Township in Pennsylvania, US

Stewart Township is a township in Fayette County, Pennsylvania, United States. It is part of the Pittsburgh metropolitan area. The population was 623 at the 2020 census.

Stonerville and Kaufmann are the only villages in this very rural township, which is served by the Uniontown Area School District.

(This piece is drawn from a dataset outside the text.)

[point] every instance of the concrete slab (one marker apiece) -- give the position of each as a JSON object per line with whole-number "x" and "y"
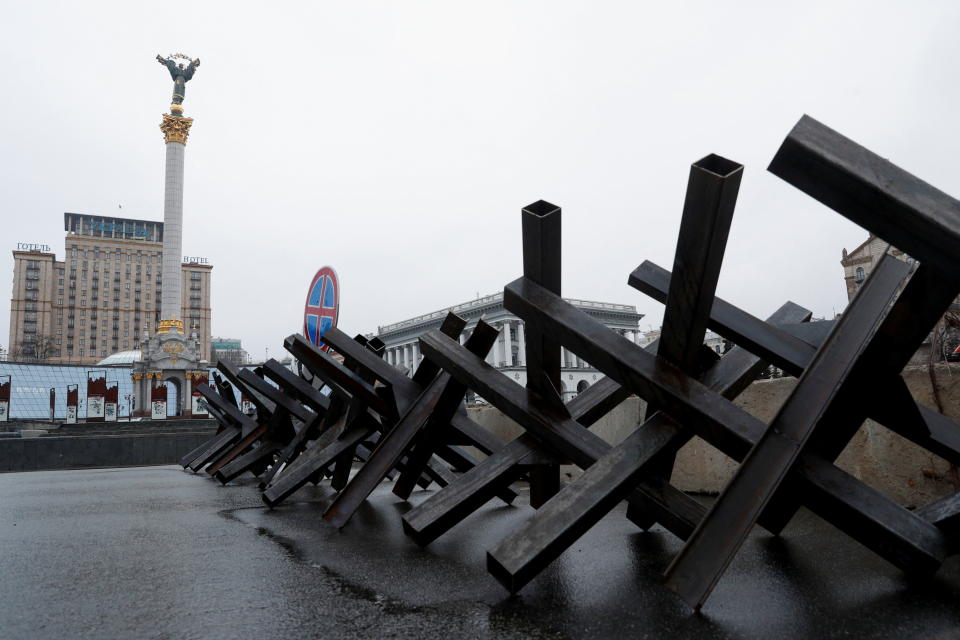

Two U.S. National Historic Landmarks are in Stewart Township. They are Fallingwater and Kentuck Knob. Both were designed by Frank Lloyd Wright and are available for touring.

==Geography==
Stewart Township is on the eastern side of Fayette County, bordered to the east by Somerset County. The borough of Ohiopyle is at the center of the township but is a separate municipality. The Youghiogheny River flows through the township from southeast to north.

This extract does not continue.